Les prélats se suivent mais ne se ressemblent pas.

Le successeur de Diodoros 1er, le patriarche Irénée 1er, désigné par le synode en février 2001, fut, à l’évidence, plus sensible aux arguments israéliens. En mars 2005 le quotidien israélien Maariv révéla qu’il avait secrètement vendu, deux mois plus tôt, à trois sociétés basées aux Îles Vierges une rue entière à l’intérieur des murs de Jérusalem annexée en 1967 par Israël, près de la porte de Jaffa, au nord de la place Omar Ibn al Khattab, où se trouvent deux vieux hôtels historiques, le Pétra et l’Impérial, ainsi que des dizaines d’appartements habités par des Palestiniens à la jonction des quartiers chrétien, musulman et arménien. Le quotidien révélait également que derrière ces entreprises se cachait l’association ultranationaliste israélienne Ateret Kohanim ([1]). En réalité, ces biens n’avaient pas été vendus, mais loués pour … 198 ans pour la modique somme de 130 millions de dollars US. Ce qui, en fait, revenait au même.

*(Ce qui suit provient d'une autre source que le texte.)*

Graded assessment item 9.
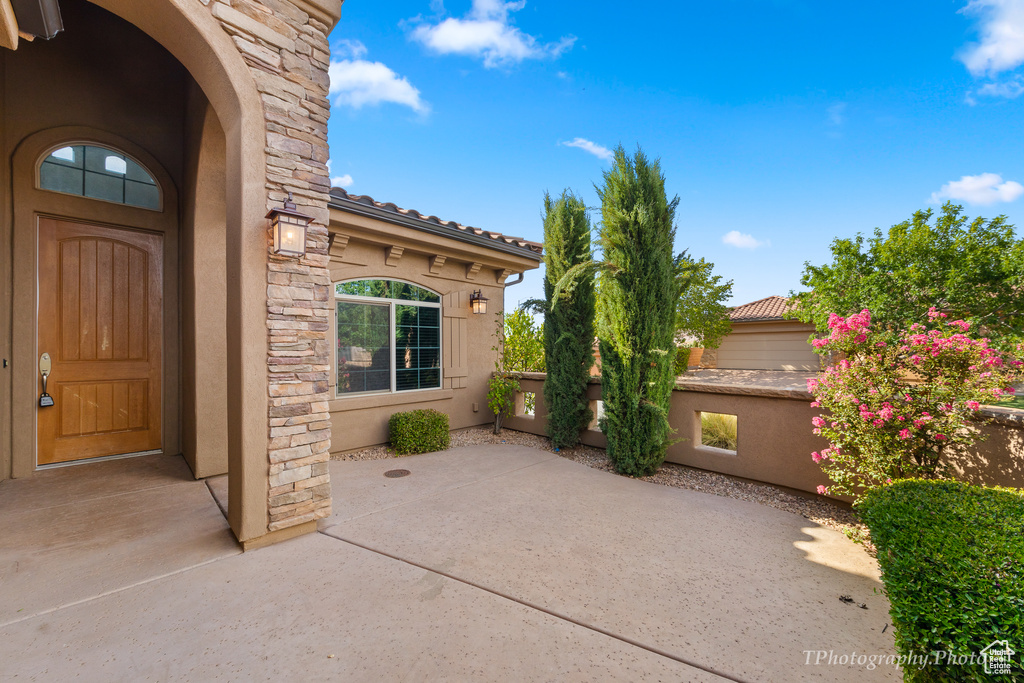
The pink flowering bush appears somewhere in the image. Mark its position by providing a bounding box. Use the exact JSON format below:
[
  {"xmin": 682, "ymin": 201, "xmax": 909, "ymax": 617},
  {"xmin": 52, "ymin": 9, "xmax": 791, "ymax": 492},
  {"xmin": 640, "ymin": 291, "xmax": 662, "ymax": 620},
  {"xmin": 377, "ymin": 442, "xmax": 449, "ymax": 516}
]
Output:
[{"xmin": 807, "ymin": 308, "xmax": 1022, "ymax": 498}]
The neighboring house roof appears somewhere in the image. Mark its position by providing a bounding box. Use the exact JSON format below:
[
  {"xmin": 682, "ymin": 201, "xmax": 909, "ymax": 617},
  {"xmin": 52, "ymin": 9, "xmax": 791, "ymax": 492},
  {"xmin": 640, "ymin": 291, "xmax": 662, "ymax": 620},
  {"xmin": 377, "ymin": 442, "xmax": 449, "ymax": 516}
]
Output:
[
  {"xmin": 328, "ymin": 187, "xmax": 544, "ymax": 261},
  {"xmin": 729, "ymin": 296, "xmax": 793, "ymax": 323}
]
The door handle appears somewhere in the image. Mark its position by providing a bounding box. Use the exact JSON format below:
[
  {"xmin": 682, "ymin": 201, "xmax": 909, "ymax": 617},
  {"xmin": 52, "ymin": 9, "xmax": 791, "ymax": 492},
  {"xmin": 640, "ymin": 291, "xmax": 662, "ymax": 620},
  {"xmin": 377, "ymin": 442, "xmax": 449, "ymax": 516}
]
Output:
[{"xmin": 39, "ymin": 353, "xmax": 53, "ymax": 408}]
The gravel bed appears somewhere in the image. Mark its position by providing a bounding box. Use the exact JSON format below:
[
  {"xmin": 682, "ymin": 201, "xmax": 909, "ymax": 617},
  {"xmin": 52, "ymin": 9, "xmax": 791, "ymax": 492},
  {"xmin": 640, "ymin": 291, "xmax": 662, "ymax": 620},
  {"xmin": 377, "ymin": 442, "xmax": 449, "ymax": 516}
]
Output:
[{"xmin": 332, "ymin": 427, "xmax": 873, "ymax": 554}]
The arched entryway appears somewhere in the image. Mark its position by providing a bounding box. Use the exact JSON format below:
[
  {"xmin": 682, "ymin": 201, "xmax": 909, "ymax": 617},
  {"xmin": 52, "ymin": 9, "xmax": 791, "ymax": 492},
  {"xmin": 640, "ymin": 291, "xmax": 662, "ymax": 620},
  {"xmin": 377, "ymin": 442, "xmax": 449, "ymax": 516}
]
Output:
[{"xmin": 0, "ymin": 0, "xmax": 340, "ymax": 543}]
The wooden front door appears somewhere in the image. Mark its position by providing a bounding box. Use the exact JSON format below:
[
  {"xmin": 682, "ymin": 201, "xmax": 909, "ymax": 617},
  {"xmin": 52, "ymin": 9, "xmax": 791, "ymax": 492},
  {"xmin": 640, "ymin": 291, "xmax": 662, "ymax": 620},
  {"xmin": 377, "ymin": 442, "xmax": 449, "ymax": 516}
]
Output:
[{"xmin": 36, "ymin": 218, "xmax": 163, "ymax": 465}]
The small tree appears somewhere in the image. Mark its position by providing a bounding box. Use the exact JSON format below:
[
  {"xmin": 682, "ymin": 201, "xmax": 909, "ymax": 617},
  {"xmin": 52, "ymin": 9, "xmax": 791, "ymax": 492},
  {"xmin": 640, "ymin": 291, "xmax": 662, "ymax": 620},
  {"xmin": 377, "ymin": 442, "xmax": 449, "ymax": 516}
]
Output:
[
  {"xmin": 503, "ymin": 309, "xmax": 546, "ymax": 373},
  {"xmin": 544, "ymin": 191, "xmax": 595, "ymax": 449},
  {"xmin": 793, "ymin": 202, "xmax": 1024, "ymax": 350},
  {"xmin": 597, "ymin": 146, "xmax": 682, "ymax": 476},
  {"xmin": 676, "ymin": 253, "xmax": 732, "ymax": 348},
  {"xmin": 487, "ymin": 311, "xmax": 519, "ymax": 434},
  {"xmin": 807, "ymin": 308, "xmax": 1021, "ymax": 497}
]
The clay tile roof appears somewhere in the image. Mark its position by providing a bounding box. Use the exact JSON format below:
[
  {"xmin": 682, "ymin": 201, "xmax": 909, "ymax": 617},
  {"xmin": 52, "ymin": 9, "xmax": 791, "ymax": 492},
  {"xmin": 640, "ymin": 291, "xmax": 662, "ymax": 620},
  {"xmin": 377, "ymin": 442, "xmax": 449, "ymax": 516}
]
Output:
[
  {"xmin": 330, "ymin": 187, "xmax": 544, "ymax": 258},
  {"xmin": 729, "ymin": 296, "xmax": 792, "ymax": 323}
]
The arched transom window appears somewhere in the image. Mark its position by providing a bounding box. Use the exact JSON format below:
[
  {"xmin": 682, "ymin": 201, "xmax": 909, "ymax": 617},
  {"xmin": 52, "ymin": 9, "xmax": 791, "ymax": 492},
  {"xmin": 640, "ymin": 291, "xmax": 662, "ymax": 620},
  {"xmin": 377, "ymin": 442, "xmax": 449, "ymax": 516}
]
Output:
[
  {"xmin": 39, "ymin": 144, "xmax": 160, "ymax": 211},
  {"xmin": 334, "ymin": 280, "xmax": 441, "ymax": 396}
]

Cette « vente » provoqua une explosion de colère chez les Palestiniens et mobilisa l’ensemble des 100.000 fidèles grecs orthodoxes sur tout le territoire. Tous dénoncèrent une tentative de « judaïsation » de la partie orientale de Jérusalem, « destinée à devenir la capitale du futur Etat Palestinien ». Ils réclamèrent que la hiérarchie de la communauté grecque orthodoxe, composée de religieux grecs, soit immédiatement remplacée, comme dans d’autres communautés chrétiennes, par des prélats arabes. Une hypothèse vite rejetée tant à Athènes qu’à Constantinople.

Dès la parution de l’article, le patriarche Irénée 1er s’enferma dans une attitude de déni, affirmant d’abord ne pas être au courant de la transaction. Puis, il en fit porter la responsabilité à son comptable, un jeune Grec du nom de Nicholas Papadimas, alors en fuite depuis plusieurs semaines avec 700.000 dollars soustrais des coffres de l’église. Ce dernier affirmera plus tard ([2]) qu’il avait agi en accord avec le patriarche qui voulait  «bien se faire voir des autorités israéliennes ».

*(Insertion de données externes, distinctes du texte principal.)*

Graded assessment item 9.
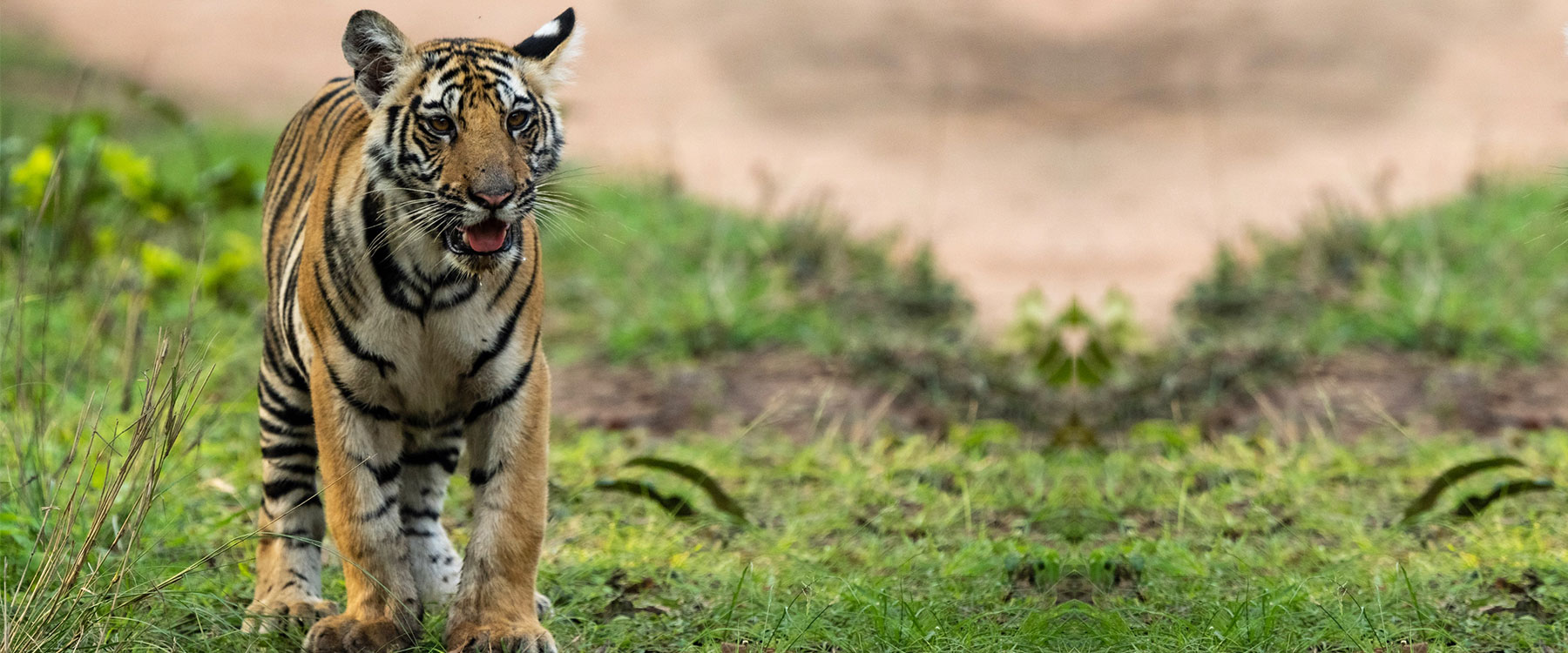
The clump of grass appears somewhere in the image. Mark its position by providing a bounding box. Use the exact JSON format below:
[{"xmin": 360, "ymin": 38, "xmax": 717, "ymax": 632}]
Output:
[{"xmin": 0, "ymin": 332, "xmax": 214, "ymax": 651}]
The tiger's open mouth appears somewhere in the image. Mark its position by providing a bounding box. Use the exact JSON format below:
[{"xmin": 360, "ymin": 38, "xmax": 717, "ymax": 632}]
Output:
[{"xmin": 445, "ymin": 218, "xmax": 517, "ymax": 257}]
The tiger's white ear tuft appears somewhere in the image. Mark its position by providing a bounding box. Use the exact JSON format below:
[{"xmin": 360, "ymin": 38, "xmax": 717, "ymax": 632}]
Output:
[
  {"xmin": 343, "ymin": 10, "xmax": 409, "ymax": 108},
  {"xmin": 513, "ymin": 8, "xmax": 582, "ymax": 84}
]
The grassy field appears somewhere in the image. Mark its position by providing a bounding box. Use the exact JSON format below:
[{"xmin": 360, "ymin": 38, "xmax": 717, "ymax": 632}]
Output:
[{"xmin": 0, "ymin": 39, "xmax": 1568, "ymax": 653}]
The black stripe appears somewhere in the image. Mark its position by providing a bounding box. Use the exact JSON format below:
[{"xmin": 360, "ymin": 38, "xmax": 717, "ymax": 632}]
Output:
[
  {"xmin": 359, "ymin": 496, "xmax": 396, "ymax": 522},
  {"xmin": 262, "ymin": 462, "xmax": 315, "ymax": 478},
  {"xmin": 464, "ymin": 329, "xmax": 544, "ymax": 423},
  {"xmin": 365, "ymin": 461, "xmax": 403, "ymax": 486},
  {"xmin": 403, "ymin": 448, "xmax": 461, "ymax": 475},
  {"xmin": 314, "ymin": 261, "xmax": 396, "ymax": 376},
  {"xmin": 469, "ymin": 463, "xmax": 504, "ymax": 487},
  {"xmin": 398, "ymin": 508, "xmax": 441, "ymax": 520},
  {"xmin": 467, "ymin": 259, "xmax": 539, "ymax": 379},
  {"xmin": 262, "ymin": 445, "xmax": 317, "ymax": 457},
  {"xmin": 321, "ymin": 361, "xmax": 396, "ymax": 421},
  {"xmin": 262, "ymin": 478, "xmax": 315, "ymax": 500},
  {"xmin": 255, "ymin": 374, "xmax": 315, "ymax": 426},
  {"xmin": 255, "ymin": 415, "xmax": 309, "ymax": 435}
]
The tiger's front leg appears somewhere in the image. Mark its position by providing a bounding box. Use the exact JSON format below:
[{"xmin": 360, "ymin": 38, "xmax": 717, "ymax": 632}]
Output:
[
  {"xmin": 445, "ymin": 358, "xmax": 555, "ymax": 653},
  {"xmin": 304, "ymin": 359, "xmax": 422, "ymax": 653}
]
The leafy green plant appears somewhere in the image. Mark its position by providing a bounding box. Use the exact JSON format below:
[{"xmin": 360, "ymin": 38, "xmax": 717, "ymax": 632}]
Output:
[
  {"xmin": 1005, "ymin": 290, "xmax": 1145, "ymax": 447},
  {"xmin": 594, "ymin": 455, "xmax": 748, "ymax": 523}
]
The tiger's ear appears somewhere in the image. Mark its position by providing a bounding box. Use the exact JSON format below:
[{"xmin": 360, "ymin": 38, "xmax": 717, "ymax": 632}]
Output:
[
  {"xmin": 343, "ymin": 10, "xmax": 409, "ymax": 108},
  {"xmin": 513, "ymin": 8, "xmax": 578, "ymax": 82}
]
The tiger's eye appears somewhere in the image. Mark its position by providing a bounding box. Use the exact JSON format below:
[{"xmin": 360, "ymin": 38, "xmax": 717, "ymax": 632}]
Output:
[{"xmin": 425, "ymin": 116, "xmax": 451, "ymax": 133}]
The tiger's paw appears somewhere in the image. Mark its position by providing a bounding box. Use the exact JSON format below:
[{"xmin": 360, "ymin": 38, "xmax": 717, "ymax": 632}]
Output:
[
  {"xmin": 447, "ymin": 623, "xmax": 557, "ymax": 653},
  {"xmin": 304, "ymin": 614, "xmax": 416, "ymax": 653},
  {"xmin": 240, "ymin": 595, "xmax": 339, "ymax": 633}
]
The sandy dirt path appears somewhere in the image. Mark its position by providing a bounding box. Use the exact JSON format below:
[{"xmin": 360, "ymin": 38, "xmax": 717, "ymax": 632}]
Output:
[{"xmin": 9, "ymin": 0, "xmax": 1568, "ymax": 327}]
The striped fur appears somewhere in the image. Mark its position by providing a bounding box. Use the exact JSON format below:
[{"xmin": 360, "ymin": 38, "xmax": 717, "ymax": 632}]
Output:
[{"xmin": 247, "ymin": 10, "xmax": 574, "ymax": 653}]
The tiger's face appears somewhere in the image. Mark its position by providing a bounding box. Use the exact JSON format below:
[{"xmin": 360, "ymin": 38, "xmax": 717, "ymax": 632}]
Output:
[{"xmin": 343, "ymin": 10, "xmax": 574, "ymax": 269}]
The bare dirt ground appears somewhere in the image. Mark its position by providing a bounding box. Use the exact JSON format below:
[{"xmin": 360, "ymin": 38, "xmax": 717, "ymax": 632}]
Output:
[{"xmin": 9, "ymin": 0, "xmax": 1568, "ymax": 327}]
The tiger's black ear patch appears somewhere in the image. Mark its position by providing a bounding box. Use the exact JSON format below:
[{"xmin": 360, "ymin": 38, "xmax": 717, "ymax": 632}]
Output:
[
  {"xmin": 513, "ymin": 8, "xmax": 577, "ymax": 59},
  {"xmin": 343, "ymin": 10, "xmax": 408, "ymax": 108}
]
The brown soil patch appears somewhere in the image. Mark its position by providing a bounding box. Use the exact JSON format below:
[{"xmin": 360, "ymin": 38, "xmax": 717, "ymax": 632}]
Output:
[
  {"xmin": 1206, "ymin": 351, "xmax": 1568, "ymax": 439},
  {"xmin": 551, "ymin": 353, "xmax": 944, "ymax": 441},
  {"xmin": 9, "ymin": 0, "xmax": 1568, "ymax": 327}
]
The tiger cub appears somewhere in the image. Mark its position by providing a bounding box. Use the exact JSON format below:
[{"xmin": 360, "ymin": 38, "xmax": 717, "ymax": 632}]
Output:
[{"xmin": 247, "ymin": 10, "xmax": 576, "ymax": 653}]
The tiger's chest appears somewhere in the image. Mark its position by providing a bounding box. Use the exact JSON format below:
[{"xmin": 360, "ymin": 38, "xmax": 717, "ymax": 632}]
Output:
[{"xmin": 299, "ymin": 267, "xmax": 537, "ymax": 423}]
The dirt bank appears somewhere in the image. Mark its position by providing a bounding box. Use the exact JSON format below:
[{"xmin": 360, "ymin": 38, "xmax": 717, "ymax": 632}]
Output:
[{"xmin": 9, "ymin": 0, "xmax": 1568, "ymax": 326}]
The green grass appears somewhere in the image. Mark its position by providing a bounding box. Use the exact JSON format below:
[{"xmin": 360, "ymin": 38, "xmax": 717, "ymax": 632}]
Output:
[
  {"xmin": 1182, "ymin": 178, "xmax": 1568, "ymax": 361},
  {"xmin": 0, "ymin": 29, "xmax": 1568, "ymax": 653}
]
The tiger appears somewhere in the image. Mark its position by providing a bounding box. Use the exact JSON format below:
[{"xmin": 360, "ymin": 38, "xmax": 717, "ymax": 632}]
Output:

Dans la journée, les deux tiers des membres du Saint-Synode décidèrent la destitution du Patriarche et signèrent un document pour l’en informer. Le soir même, Irénéos 1 er protégé par la police israélienne, s’enfuyait du Patriarcat et se réfugia hors les murs de la vieille ville, dans un monastère de Jérusalem-Ouest. Le lendemain soir il fut convoqué à Istanbul par Bartholomée Ier, chef spirituel de l’orthodoxie qui convoqua un concile pour « le prier d’accepter sa destitution ». Son nom fut effacé des diptyques ([3]) des Eglises orthodoxes.

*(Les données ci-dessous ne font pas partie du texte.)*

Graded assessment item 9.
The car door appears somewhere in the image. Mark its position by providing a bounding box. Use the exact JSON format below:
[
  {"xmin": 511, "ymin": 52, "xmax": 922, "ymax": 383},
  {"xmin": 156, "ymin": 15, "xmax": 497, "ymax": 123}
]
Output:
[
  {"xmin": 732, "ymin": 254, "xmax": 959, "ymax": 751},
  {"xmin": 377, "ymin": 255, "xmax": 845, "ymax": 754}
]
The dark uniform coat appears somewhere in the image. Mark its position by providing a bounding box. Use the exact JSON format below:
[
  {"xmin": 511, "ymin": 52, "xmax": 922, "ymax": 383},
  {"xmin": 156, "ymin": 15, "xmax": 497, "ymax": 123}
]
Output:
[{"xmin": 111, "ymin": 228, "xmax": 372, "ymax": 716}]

Sa destitution, constituant une première depuis le XIXe siècle, ne pouvait intervenir qu’avec l’aval de l’Autorité palestinienne, de la Jordanie et de l’Etat hébreu. Les deux premiers se prononcèrent très vite pour son renvoi. Israël, qui avait déjà mis près de trois ans à entériner son élection sous prétexte de ses liens supposés avec l’ancien dirigeant palestinien Yasser Arafat, continua à défendre sa présence au Siège Patriarcal allant jusqu’à installer des soldats armés dans le monastère grec de la vieille ville.  Le 6 mai 2005 le patriarche démis accepta la situation. Mais pour rendre visible son opposition, il s’installa dans une tour ronde, propriété du Patriarcat, à l’angle très fréquenté de la rue de son ancien bureau et de la ruelle sinueuse qui conduit à la Porte de Jaffa et n’en sortit jamais. Et pour bien marquer sa présence il se fait livrer ses repas par des religieuses. On peut les voir, tous les jours, déposer du pain, des légumes, l’immanquable houmous, du riz bouilli dans un panier d’osier suspendu dans la rue à une corde guidée par une poulie fixée au second étage. Au signal, le panier rejoint la fenêtre s’ouvrant vers le Mont des Oliviers pour disparaître à l’intérieur où l’entraînent des mains osseuses.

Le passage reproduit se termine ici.